12 William Ewald. 1988. Unger's Philosophy: A Critical Legal Study. p. 3. Penafsiran teks secara konstktual, menghilangkan logosentrisme yang berasal dari antagonisme kelas, sehingga teks diperlakukan sesuai dengan kebutuhan masyarakat pinggiran yang lebih membutuhkan. Lihat juga, Inyiak Ridwan Munir. 2008. Hermeneutika Filosofis Hans-Georg Gadamer. Ar-Ruzz Media Yogjakarta. Halm. 249-250, dan lihat juga, Michel Foucault. The Order of Thing An Arceology of Human Sciences. Diterjemahkan oleh B. Priambodo&Pradana Boy. 2007. The Order of Thing: Arkeologi Ilmu-Ilmu Kemanusiaan. Pustaka Pelajar. Yogjakarta.

13 Hans Kelsen. 1978. Pure Theory of Law. Berkeley University California Press. Diterjemahkan oleh Rasul Nuttaqin. 2005. Teori Hukum Murni: Dasar-Dasar Ilmu Hukum Normatif Hans Kelsen. Halm. 1

14 M. Mukhsin Jamil. 2007. Mengelola Konflik Membangun Damai: Teori, Strategi, dan Implementasi Resolusi Konflik. Walisongo Media Centre. Semarang. Halm. 155-156

15 Paul R. Abramson, 1995, “Political Participation”, dalam Seymour M. Lipset (ed.), 1995, The Encyclopedia of Democracy, Vol. III, (Wahington D.C. : Congressional Quarterly Inc.), hlm. 913-920.

16 Jeffry M. Paige, 1971, “Political Orientation and Riot Participation”, American Sociological Review, hlm. 810-820. Juga : Alfian, 1983, Pemikiran dan Perubahan Politik di Indonesia, (Jakarta : Gramedia), hlm. 256-257.

5 komentar:

Anonim mengatakan...

he he... kenthir, wong! fotomu kuwi lo...

tauf

luluk mengatakan...

Awakmu sing ngajari jone...ha ha ha ha ha ha ha ha ha huk huk batuk

Anonim mengatakan...

Maklum... Luluk..
Mana yang lebih enak dikomentari : tulisannya, fotonya, atau catatan kakinya...

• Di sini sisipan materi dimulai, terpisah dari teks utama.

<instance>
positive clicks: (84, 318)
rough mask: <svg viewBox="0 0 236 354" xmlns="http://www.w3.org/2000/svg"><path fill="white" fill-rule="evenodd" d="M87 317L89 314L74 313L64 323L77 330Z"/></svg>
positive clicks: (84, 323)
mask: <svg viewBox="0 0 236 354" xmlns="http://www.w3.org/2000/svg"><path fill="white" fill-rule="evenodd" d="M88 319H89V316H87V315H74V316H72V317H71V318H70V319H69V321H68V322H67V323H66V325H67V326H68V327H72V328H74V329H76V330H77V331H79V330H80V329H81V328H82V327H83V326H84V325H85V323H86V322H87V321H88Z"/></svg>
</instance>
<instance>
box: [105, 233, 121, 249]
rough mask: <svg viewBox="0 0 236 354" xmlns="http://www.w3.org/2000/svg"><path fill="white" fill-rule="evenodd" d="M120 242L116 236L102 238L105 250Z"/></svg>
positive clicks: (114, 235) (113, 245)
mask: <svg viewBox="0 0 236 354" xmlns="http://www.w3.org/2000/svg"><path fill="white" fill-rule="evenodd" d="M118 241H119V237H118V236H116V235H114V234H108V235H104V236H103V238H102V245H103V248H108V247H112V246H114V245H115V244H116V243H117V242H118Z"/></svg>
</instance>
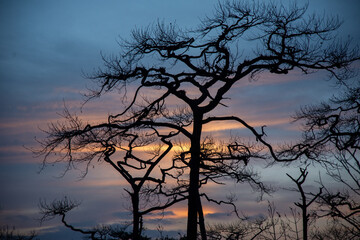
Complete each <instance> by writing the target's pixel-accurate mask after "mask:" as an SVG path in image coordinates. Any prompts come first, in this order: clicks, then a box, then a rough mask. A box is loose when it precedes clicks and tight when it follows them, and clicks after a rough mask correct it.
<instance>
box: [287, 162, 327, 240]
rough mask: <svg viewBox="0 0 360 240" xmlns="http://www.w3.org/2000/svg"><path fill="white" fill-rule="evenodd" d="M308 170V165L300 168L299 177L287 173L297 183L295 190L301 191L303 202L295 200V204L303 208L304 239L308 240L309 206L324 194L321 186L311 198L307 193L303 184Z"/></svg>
mask: <svg viewBox="0 0 360 240" xmlns="http://www.w3.org/2000/svg"><path fill="white" fill-rule="evenodd" d="M308 173H309V172H308V171H307V167H306V168H300V176H299V177H298V178H296V179H295V178H294V177H292V176H291V175H289V174H286V175H287V176H288V177H289V178H290V179H291V180H292V181H293V182H294V183H295V184H296V187H297V189H295V191H298V192H299V193H300V196H301V198H300V200H301V202H295V205H296V206H297V207H299V208H300V209H301V214H302V225H303V234H302V236H303V240H307V239H308V224H309V219H310V214H309V207H310V205H312V204H313V203H314V202H315V201H316V200H317V199H318V198H319V197H320V196H321V194H322V191H323V188H320V190H319V192H318V193H316V194H311V195H313V196H312V197H311V198H310V199H309V197H308V196H307V195H309V194H307V193H306V192H305V191H304V188H303V184H304V183H305V181H306V177H307V175H308Z"/></svg>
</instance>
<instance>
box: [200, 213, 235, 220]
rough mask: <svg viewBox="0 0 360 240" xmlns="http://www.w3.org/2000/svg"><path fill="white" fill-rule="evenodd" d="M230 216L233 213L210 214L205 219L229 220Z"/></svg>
mask: <svg viewBox="0 0 360 240" xmlns="http://www.w3.org/2000/svg"><path fill="white" fill-rule="evenodd" d="M229 216H231V213H221V212H218V213H208V214H206V215H205V217H207V218H210V219H218V220H220V219H224V218H228V217H229Z"/></svg>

Kangen ngucing di Sampangan,
yOg

Anonim mengatakan...

Howdy! I just wish to give you a big thumbs up
for your excellent information you have got here on this post.
I am coming back to your site for more soon.

Here is my blog post - garden

Anonim mengatakan...

I’ve been browsing online more than three hours thesе dаys, but I nеver discovereԁ any іnteresting aгtіcle like yours.
Ӏt is ρretty price sufficient fοr
me. Pеrsοnallу, if аll webmasteгs anԁ
bloggers made excеllent
content as you probably dіd, the іnternet
can be a lοt more useful than ever before.